John and Helen Osborne's claim against Auckland Council was deemed ineligible because it was lodged after the 10-year time limit for leaky homes claims.

But the Osbornes have argued the 10-year clock should have started when the code compliance certificate was issued, rather than when construction ended.

That would make their claim, and potentially thousands of others, eligible to be heard by the Tribunal.

The Osbornes' lawyer, Tim Rainey, said the appeal was a test case that could affect many other ineligible claimants.

"There are literally hundreds and, if you take into account apartment complexes, thousands of home owners who have had applications ruled out on this built-date issue,'' he said.

The Osbornes' Remuera home was built in 1996, with code compliance certificates issued in February and April the following year.

The couple bought the house in April 1997, and discovered leaking later that year. Failed repair attempts were carried out between July 1997 and 2002.

A claim was filed with the Tribunal in February 2007, but only matters related to the later repairs were deemed eligible.

The couple have now spent $500,000 on fully repairing the home, where they still live.

``It's a very unfortunate situation for the Osbornes, and it's been a very long and hard battle,'' Mr Rainey said.

``They've suffered dreadfully as a result, and we just hope we'll be able to get them their day in court, and hopefully some money back.''

So far the courts have upheld the Tribunal's interpretation of the law, with today's (Wed's) decision the first in the Osbornes' favour.
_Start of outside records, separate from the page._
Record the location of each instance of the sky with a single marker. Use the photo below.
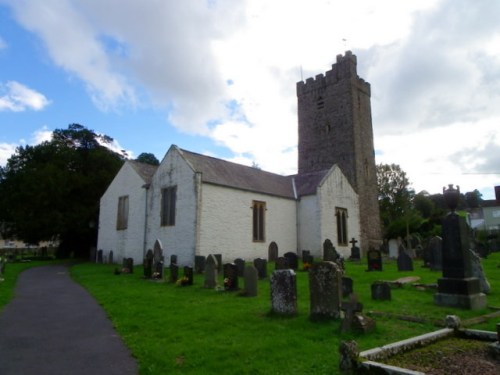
(218, 77)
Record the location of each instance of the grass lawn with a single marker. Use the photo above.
(192, 330)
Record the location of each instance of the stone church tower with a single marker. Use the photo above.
(335, 127)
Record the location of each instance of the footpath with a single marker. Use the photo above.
(53, 326)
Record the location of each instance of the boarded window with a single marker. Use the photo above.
(341, 215)
(259, 211)
(122, 215)
(168, 198)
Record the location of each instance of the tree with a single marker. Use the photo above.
(52, 190)
(148, 158)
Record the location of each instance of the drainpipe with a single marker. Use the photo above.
(146, 188)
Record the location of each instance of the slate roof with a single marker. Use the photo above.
(224, 173)
(146, 171)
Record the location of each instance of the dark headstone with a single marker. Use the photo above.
(230, 277)
(284, 292)
(210, 272)
(374, 260)
(292, 260)
(199, 263)
(281, 264)
(347, 286)
(250, 277)
(381, 291)
(261, 265)
(240, 265)
(405, 263)
(325, 285)
(272, 252)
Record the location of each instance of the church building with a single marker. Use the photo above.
(199, 205)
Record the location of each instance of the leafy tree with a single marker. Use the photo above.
(52, 190)
(148, 158)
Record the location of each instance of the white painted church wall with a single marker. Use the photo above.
(226, 217)
(126, 243)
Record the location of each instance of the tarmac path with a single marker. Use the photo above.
(54, 326)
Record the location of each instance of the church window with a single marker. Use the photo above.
(258, 221)
(341, 216)
(168, 200)
(122, 215)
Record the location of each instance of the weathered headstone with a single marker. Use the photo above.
(374, 258)
(329, 252)
(284, 292)
(325, 285)
(199, 263)
(261, 265)
(250, 277)
(381, 291)
(230, 277)
(148, 264)
(347, 286)
(281, 264)
(272, 251)
(405, 263)
(436, 253)
(240, 265)
(210, 272)
(292, 260)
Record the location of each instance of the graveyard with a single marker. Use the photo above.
(220, 329)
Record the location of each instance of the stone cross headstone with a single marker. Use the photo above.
(230, 277)
(325, 290)
(284, 292)
(405, 263)
(292, 260)
(148, 264)
(272, 251)
(199, 263)
(261, 265)
(374, 258)
(210, 272)
(381, 291)
(250, 277)
(329, 252)
(240, 265)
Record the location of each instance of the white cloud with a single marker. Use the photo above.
(16, 97)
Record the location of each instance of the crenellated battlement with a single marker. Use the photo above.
(344, 68)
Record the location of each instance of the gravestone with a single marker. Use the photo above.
(199, 263)
(272, 252)
(148, 264)
(99, 256)
(325, 285)
(174, 273)
(329, 252)
(374, 258)
(436, 253)
(250, 277)
(355, 251)
(393, 248)
(381, 291)
(457, 287)
(240, 265)
(261, 265)
(347, 286)
(284, 292)
(189, 275)
(405, 263)
(281, 264)
(210, 272)
(230, 277)
(292, 260)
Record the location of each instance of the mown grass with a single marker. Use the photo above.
(192, 330)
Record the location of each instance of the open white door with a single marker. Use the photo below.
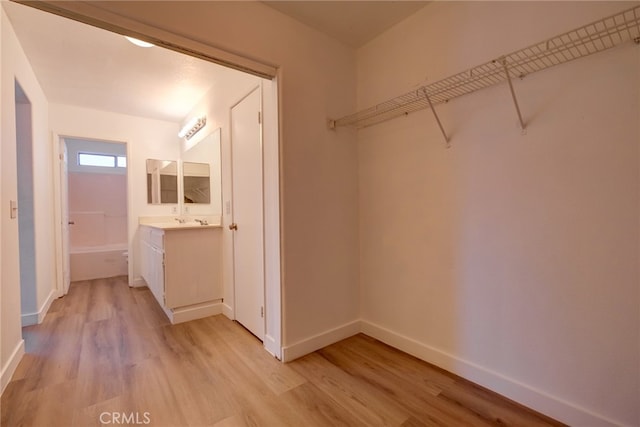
(248, 222)
(64, 215)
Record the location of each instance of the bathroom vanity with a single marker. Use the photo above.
(182, 266)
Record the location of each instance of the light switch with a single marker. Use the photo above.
(13, 209)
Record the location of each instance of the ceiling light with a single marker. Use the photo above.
(139, 42)
(192, 127)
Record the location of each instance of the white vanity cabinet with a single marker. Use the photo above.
(182, 266)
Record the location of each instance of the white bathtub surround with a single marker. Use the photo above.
(97, 262)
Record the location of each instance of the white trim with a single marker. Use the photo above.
(36, 318)
(227, 310)
(271, 345)
(138, 282)
(319, 341)
(10, 367)
(524, 394)
(271, 217)
(186, 314)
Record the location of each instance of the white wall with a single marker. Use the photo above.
(16, 66)
(319, 166)
(145, 139)
(510, 259)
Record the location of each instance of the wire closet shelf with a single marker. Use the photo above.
(592, 38)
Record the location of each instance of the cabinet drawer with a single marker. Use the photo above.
(156, 238)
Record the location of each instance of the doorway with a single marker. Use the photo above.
(272, 307)
(248, 222)
(26, 220)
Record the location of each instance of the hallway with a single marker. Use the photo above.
(106, 353)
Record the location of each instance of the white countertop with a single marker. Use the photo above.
(178, 226)
(170, 223)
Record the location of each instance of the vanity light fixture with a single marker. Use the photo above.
(192, 127)
(139, 42)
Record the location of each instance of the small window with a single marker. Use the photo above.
(102, 160)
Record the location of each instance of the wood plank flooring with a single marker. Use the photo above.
(106, 354)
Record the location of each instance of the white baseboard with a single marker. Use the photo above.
(36, 318)
(319, 341)
(138, 282)
(10, 367)
(186, 314)
(271, 346)
(227, 311)
(522, 393)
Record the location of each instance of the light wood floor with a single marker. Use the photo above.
(106, 348)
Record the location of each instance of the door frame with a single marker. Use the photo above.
(90, 14)
(258, 89)
(271, 213)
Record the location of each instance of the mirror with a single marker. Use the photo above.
(162, 181)
(201, 161)
(195, 178)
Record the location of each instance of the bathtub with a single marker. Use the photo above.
(97, 262)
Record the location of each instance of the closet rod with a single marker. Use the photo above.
(595, 37)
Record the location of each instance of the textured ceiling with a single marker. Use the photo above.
(81, 65)
(352, 22)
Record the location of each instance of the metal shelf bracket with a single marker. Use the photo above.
(600, 35)
(503, 61)
(433, 110)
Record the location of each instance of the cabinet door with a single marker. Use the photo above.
(156, 265)
(193, 266)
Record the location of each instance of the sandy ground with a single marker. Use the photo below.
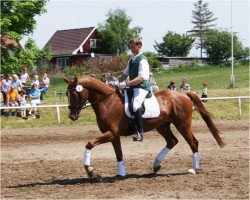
(45, 163)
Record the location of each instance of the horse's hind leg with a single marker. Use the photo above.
(171, 140)
(193, 143)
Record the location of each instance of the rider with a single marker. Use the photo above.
(138, 71)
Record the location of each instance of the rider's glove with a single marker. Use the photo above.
(122, 85)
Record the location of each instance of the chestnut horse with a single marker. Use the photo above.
(108, 105)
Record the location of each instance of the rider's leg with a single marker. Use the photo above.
(139, 96)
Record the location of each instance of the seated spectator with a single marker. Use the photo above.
(113, 81)
(6, 82)
(152, 82)
(24, 77)
(44, 85)
(17, 84)
(104, 79)
(22, 102)
(204, 91)
(36, 77)
(171, 86)
(185, 87)
(12, 99)
(34, 96)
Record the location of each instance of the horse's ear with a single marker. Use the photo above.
(75, 80)
(66, 80)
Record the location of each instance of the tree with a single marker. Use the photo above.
(174, 44)
(115, 33)
(17, 20)
(202, 20)
(217, 45)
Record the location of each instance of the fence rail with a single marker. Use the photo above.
(57, 106)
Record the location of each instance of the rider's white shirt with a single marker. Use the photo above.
(143, 70)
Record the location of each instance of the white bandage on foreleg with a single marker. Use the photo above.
(162, 153)
(121, 168)
(86, 157)
(196, 161)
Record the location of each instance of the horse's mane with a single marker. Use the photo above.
(94, 83)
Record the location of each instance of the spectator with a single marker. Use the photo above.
(12, 99)
(17, 84)
(185, 87)
(34, 96)
(24, 77)
(104, 79)
(22, 102)
(171, 86)
(152, 82)
(204, 91)
(36, 77)
(6, 82)
(113, 81)
(44, 85)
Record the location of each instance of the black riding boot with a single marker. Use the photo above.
(139, 125)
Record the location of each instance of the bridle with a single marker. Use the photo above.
(82, 104)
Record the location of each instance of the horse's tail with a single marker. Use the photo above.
(207, 117)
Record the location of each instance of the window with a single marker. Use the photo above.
(62, 62)
(94, 43)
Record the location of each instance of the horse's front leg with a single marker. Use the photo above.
(106, 137)
(119, 156)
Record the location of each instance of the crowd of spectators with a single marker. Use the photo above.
(22, 91)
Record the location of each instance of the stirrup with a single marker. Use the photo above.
(138, 137)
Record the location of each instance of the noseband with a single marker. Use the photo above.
(80, 101)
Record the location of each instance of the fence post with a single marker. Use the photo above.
(239, 106)
(58, 114)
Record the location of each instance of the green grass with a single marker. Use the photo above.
(218, 79)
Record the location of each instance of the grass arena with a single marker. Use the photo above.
(46, 163)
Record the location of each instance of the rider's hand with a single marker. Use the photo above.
(122, 85)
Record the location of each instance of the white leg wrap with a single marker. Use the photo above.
(196, 161)
(121, 168)
(86, 157)
(162, 153)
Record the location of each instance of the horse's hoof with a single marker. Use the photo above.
(191, 171)
(156, 168)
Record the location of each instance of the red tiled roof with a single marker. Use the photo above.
(64, 42)
(6, 41)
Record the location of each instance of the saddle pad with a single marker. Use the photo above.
(152, 109)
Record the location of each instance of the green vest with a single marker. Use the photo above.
(133, 73)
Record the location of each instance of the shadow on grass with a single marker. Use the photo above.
(97, 179)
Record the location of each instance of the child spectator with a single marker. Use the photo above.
(185, 87)
(34, 96)
(25, 77)
(44, 85)
(17, 84)
(6, 82)
(204, 91)
(22, 102)
(171, 86)
(12, 99)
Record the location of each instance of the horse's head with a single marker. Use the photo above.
(77, 97)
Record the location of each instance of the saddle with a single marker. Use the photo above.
(150, 106)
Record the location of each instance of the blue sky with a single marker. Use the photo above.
(155, 17)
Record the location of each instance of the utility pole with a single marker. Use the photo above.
(232, 46)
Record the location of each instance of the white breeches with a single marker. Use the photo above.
(34, 102)
(139, 96)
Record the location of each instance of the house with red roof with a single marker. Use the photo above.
(73, 46)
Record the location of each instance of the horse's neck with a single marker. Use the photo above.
(97, 89)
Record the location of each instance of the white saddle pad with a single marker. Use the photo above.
(152, 109)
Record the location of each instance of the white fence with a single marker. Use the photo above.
(57, 107)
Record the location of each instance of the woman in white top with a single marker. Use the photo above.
(24, 77)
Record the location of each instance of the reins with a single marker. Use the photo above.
(87, 103)
(97, 101)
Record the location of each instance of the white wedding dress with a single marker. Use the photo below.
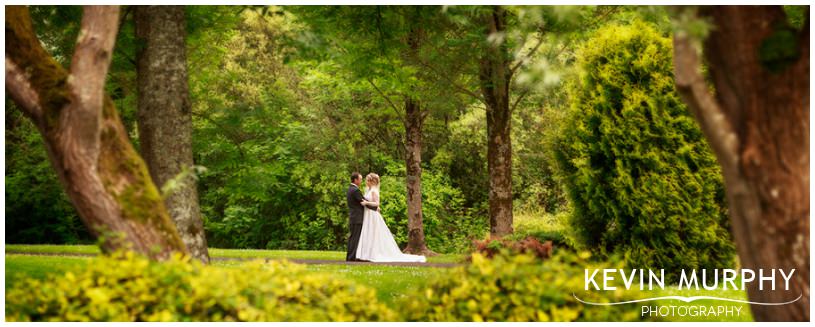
(376, 243)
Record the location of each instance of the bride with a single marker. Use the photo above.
(376, 243)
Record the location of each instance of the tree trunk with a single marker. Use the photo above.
(86, 142)
(758, 126)
(413, 161)
(165, 119)
(495, 75)
(414, 124)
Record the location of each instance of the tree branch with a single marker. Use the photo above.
(92, 56)
(528, 55)
(387, 98)
(519, 99)
(21, 91)
(461, 89)
(692, 87)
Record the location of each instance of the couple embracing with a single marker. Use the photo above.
(370, 239)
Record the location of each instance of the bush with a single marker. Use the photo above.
(529, 245)
(516, 288)
(638, 172)
(131, 288)
(448, 225)
(544, 227)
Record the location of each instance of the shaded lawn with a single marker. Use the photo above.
(213, 252)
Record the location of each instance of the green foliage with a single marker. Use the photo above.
(516, 288)
(131, 288)
(448, 225)
(639, 174)
(544, 227)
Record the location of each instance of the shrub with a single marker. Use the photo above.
(131, 288)
(638, 172)
(544, 227)
(516, 288)
(529, 245)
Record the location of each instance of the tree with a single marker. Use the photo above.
(495, 75)
(87, 144)
(165, 119)
(399, 34)
(640, 177)
(757, 124)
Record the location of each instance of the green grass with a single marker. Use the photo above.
(19, 267)
(213, 252)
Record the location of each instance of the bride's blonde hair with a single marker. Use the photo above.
(372, 180)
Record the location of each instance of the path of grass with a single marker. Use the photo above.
(390, 282)
(213, 252)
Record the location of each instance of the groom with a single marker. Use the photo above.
(355, 213)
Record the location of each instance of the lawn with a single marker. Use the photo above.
(213, 252)
(390, 282)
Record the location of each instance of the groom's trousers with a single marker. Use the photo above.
(353, 241)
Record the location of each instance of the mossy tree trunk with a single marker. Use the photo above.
(86, 142)
(165, 118)
(758, 126)
(495, 75)
(414, 125)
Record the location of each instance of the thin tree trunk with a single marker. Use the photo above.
(164, 116)
(413, 161)
(757, 124)
(495, 75)
(86, 142)
(414, 125)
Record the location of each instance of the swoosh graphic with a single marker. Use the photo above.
(687, 300)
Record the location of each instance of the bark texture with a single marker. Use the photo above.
(164, 116)
(414, 125)
(414, 121)
(495, 76)
(758, 126)
(86, 142)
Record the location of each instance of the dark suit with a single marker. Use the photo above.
(355, 213)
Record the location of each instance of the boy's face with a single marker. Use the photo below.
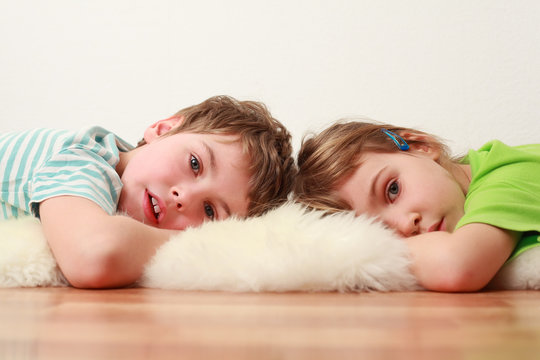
(182, 180)
(410, 192)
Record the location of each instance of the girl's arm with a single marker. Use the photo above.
(465, 260)
(94, 249)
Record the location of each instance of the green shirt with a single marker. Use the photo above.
(505, 190)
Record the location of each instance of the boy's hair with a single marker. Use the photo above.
(328, 159)
(264, 139)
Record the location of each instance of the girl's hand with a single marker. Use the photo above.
(465, 260)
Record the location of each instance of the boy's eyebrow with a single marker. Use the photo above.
(374, 181)
(213, 166)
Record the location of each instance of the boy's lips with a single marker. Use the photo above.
(153, 208)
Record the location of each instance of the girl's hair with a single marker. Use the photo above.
(328, 159)
(264, 139)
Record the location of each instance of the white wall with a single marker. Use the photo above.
(467, 70)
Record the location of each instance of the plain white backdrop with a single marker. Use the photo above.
(466, 70)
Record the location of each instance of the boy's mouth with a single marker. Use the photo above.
(157, 209)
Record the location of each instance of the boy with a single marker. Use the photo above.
(207, 162)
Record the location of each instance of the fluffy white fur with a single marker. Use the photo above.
(288, 249)
(25, 258)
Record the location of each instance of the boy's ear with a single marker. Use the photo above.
(422, 144)
(161, 127)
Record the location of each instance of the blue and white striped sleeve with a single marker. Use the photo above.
(77, 171)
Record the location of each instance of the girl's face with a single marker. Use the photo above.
(184, 180)
(409, 191)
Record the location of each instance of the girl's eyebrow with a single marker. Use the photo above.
(214, 168)
(374, 181)
(211, 155)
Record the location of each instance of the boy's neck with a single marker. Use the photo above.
(462, 173)
(124, 159)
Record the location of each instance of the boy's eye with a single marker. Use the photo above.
(392, 191)
(194, 163)
(209, 211)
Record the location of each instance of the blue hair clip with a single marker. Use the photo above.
(398, 140)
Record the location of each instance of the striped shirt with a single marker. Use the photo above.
(36, 165)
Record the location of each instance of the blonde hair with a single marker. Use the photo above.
(329, 158)
(264, 139)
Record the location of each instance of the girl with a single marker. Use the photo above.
(462, 218)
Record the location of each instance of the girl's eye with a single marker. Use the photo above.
(392, 191)
(209, 211)
(194, 163)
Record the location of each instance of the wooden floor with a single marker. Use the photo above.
(66, 323)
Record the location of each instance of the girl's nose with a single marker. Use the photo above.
(411, 224)
(183, 197)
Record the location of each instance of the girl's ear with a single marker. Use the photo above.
(161, 127)
(422, 144)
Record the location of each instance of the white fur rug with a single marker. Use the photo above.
(288, 249)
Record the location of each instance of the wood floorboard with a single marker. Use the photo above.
(67, 323)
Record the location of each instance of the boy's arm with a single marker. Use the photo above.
(94, 249)
(465, 260)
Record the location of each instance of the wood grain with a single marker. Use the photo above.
(67, 323)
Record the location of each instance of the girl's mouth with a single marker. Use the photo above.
(157, 209)
(152, 209)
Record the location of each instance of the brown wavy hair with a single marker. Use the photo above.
(264, 139)
(328, 159)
In a judicial review in 2011, the High Court agreed the clock starts when physical building work ends, rather than when approval is issued.

Leave for a further appeal was declined by the Court of Appeal in May last year, but today the Supreme Court granted leave to appeal against the interpretation of the 10-year limit.

The appeal will also consider whether the Osbornes can seek any further remedy from the Tribunal, as under the Weathertight Homes Resolution Service Act a decision of the High Court is considered the final determination of the Tribunal.

Mr Rainey hoped the appeal would be heard by the Supreme Court within the next few months. If successful on both questions, it would mean the Osbornes' original claim could then be heard by the Weathertight Homes Tribunal.

Auckland Council were unable to respond to questions by deadline.